Dafoe and Pattinson play cantankerous sea dog Thomas Wake and eager newcomer Ephraim Winslow — a seasoned 'wickie' who adores the light above all else, and an ex-woodsman hoping to work his way up in the world. When Winslow arrives for a four-week stint assisting the peg-legged Wake, he really should see his choppy voyage to the isolated New England island as a sign of things to come. (As the latest film by The Witch writer/director Robert Eggers, omens come with the territory.) Although forcibly chatty while swigging spirits with dinner, Wake is a hard taskmaster. He's also dour, mean, flatulent and drunk on power. Attending to the light is his responsibility alone, with Winslow saddled with the tough, dirty, literally shitty work — and warned not to mess with the seagulls fluttering around outside, which Wake believes to be the souls of dead seamen.

Scrubbing floors, carting heavy kerosene containers upstairs, emptying overflowing chamber pots — that's Winslow's new life day in, day out. Coupled with the constant stream of insults spat ferociously by Wake, it's enough to make him lose his grip on his sanity. And so, after finding a mermaid figurine in his bedsprings on his first night, then frequently fondling it with one hand while fondling himself with the other, the fledgling keeper grasps what solace he can. Then a storm sweeps in, stranding the two men inside with nothing but each other, alcohol and their bubbling acrimony for company. With a tempest swirling both in the sky and in the lighthouse, not even self-love can help brighten Winslow's stay on the island.

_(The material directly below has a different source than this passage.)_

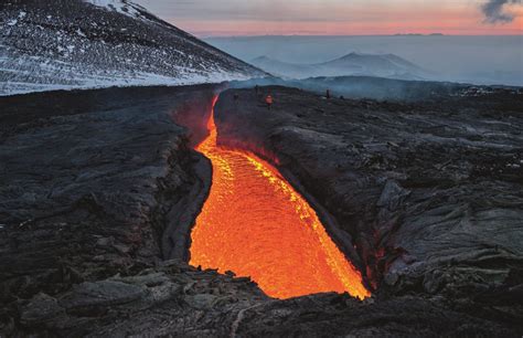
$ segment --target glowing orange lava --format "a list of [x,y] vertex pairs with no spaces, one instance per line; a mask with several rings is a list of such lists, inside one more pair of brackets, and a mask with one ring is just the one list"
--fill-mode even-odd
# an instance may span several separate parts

In The Witch, Eggers charted the slow implosion of a Puritan family in 17th-century America. In an insidiously unsettling movie made with exceptional technical prowess, he watched as fear and superstition — plus good ol'-fashioned bickering and a goat called Black Phillip — collapsed his characters' bonds. Jumping two centuries forward, swapping a remote farm for the titular structure and focusing on co-workers, The Lighthouse does much the same. That said, you could never accuse Eggers of just repeating himself. He's clearly deeply fascinated with the darkness that springs when folks spend too much time together in close quarters in fraught circumstances, and how such a scenario reveals humanity's true nature. He's also well aware how common a situation that is, and how it can play out in oh-so-many ways.

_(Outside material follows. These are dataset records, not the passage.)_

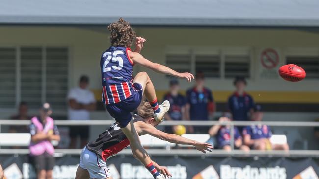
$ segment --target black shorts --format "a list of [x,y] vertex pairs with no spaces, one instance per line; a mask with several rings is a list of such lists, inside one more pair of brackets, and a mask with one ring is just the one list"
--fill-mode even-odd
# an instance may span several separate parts
[[89,126],[72,126],[70,127],[69,135],[71,138],[76,138],[80,136],[81,139],[87,139],[89,138]]
[[54,157],[46,152],[39,156],[30,156],[30,158],[37,172],[42,170],[52,170],[55,163]]

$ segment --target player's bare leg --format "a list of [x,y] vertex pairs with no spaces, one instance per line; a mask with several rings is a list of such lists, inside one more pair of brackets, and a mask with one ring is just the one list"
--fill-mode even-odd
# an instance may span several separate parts
[[150,102],[157,120],[161,121],[165,114],[169,110],[169,102],[165,101],[160,105],[158,105],[157,98],[155,93],[155,88],[152,81],[145,72],[140,72],[135,76],[133,83],[138,83],[143,87],[143,94]]
[[52,170],[47,171],[47,179],[52,179]]
[[124,133],[127,138],[130,141],[132,152],[134,157],[136,157],[139,161],[149,170],[155,179],[165,179],[165,177],[155,168],[152,160],[146,151],[144,149],[136,130],[134,127],[133,120],[124,128],[121,128],[122,131]]
[[75,179],[89,179],[90,174],[86,169],[84,169],[80,166],[78,166],[75,174]]
[[[84,169],[80,166],[78,167],[77,173],[75,174],[75,179],[89,179],[90,174],[86,169]],[[94,179],[93,178],[93,179]],[[113,179],[113,177],[109,177],[103,179]]]

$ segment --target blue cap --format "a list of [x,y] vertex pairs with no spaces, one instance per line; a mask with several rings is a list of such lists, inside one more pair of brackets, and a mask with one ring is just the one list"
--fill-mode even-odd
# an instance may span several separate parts
[[256,104],[254,107],[254,111],[255,111],[255,112],[261,112],[261,111],[263,111],[262,109],[263,109],[262,108],[262,106],[261,105],[259,105],[259,104]]

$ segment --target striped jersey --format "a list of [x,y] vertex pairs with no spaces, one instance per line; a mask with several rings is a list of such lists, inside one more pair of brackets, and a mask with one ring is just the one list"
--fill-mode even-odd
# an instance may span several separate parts
[[[133,115],[133,122],[145,120],[141,117]],[[129,139],[122,132],[117,123],[115,123],[109,129],[99,135],[95,141],[89,143],[86,148],[96,154],[104,161],[115,155],[117,153],[130,145]]]
[[132,93],[133,62],[128,55],[129,48],[111,46],[101,57],[102,102],[117,103]]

Here, shot in inky black-and-white, lit to stress every shadow and lapping up all shades of grey — a fitting colour for men stuck in limbo several times over — the above chain of events plays out in gripping, stunning, horrifying and even amusing fashion. Co-written by Eggers with his brother Max, the gothic-leaning narrative boasts its twists, shocks and secrets. Deconstructing masculinity while caught in a trippy daze, it offers more than its fair share of surprises. But how The Lighthouse conveys this tale is just as important as the story itself. Constrained within a square frame (deploying the 1.19:1 Movietone aspect ratio that was popular in the late 1920s and early 1930s), this is a masterclass in claustrophobia, paranoia and mania. Jarin Blaschke's Oscar-nominated cinematography is fine-tuned to agitate and disturb, as is the needling score by fellow The Witch alum Mark Korven's score. The end result? A surreal, savage and purposefully aesthetically overwhelming portrait of psychological unraveling that feels more like it has been washed up in a bottle than crafted anew.

Thanks to Dafoe and Pattinson, there's no doubting that The Lighthouse was made in 2019 (and obviously not a century or so earlier). Eggers' casting instincts are superb — and not just because his monochrome visuals make the most of Dafoe's lively scowl and Pattinson's cheekbones. Spouting dialogue informed by real lighthouse-keepers' diaries, as well as by the writings of Moby Dick author Herman Melville, Dafoe barks and swaggers with frenzied energy. Glowering with growing internal rage, Pattinson's physically expressive performance is on par with the best silent film stars. The more this powerhouse duo snipe and snarl back and forth, the more they lure viewers into The Lighthouse's fever dream like a glowing beam — or like the tentacles that help make this already out-there movie even more eccentric, outlandish and utterly mesmerising.